Here [in the UK], with 1 per cent interest rate from the central bank, we panicked as if to say, “Oh my god, stagflation is coming. We’ve had it. What are we going to do?” But 1 per cent is still below what you might consider to be a long-run equilibrium.

DS: So is the new, post-Covid normality going to look more like the old normality?

CP: I think so, yes. With more capital and better quality capital, more automation and, I hope, more flexibility in labour markets in terms of jobs, working hours, working from home. New forms of training programmes, rethinking the education system to provide better digital-type education. Facilities to make it easier for older people to participate, which would involve . . . flexibility on hours of work, because we do know that older people are bigger users of health services, for example. If you work from nine to five every day, that becomes difficult but if there’s more flexibility on how you adjust your hours, even if they are close to 35 a week or whatever full-time is, then, more of them will come out into the market.

DS: You’ve said recently that people’s experience of work is very much defined by place. Would that remain true if we do have a higher degree of remote working and movement away from urban centres?

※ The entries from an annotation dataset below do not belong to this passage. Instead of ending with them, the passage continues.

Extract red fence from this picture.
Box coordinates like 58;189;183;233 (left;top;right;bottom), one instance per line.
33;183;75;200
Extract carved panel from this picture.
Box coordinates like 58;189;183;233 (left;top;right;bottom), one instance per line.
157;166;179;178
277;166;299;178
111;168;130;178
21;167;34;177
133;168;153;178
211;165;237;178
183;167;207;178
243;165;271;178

CP: That is one of the central themes of the project that the Nuffield Foundation is funding us to research at the Institute for the Future of Work. I’m in two minds about it. There is no doubt that if you are in an area of the country where there are many different types of jobs, you will have a higher rate of return to your experience than if you are elsewhere.

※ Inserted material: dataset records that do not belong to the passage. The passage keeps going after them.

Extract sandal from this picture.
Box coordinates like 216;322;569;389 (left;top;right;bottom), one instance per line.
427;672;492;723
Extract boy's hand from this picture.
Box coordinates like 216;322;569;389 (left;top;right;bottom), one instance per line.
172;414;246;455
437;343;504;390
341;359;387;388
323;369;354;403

I’ve been involved in various studies that show the biggest gains from experience are in places where there are the benefits of being close to other economic actors and spillovers from one job to another. It gives you the possibility of changing jobs, or if your employer doesn’t want to lose you when there’s an alternative, they are more likely to provide good training and make your experience more rewarding.

DS: What kinds of places would those be?

CP: London is number one here. In France, it’s Paris. The US has more, because of its size — New York, Los Angeles, San Francisco, even Texas, Houston and, of course, Boston — the Massachusetts area. But in Britain, there is hardly anything outside the London area and the surrounding sphere of influence. France is exactly the same — Paris and the surrounding area is completely dominant.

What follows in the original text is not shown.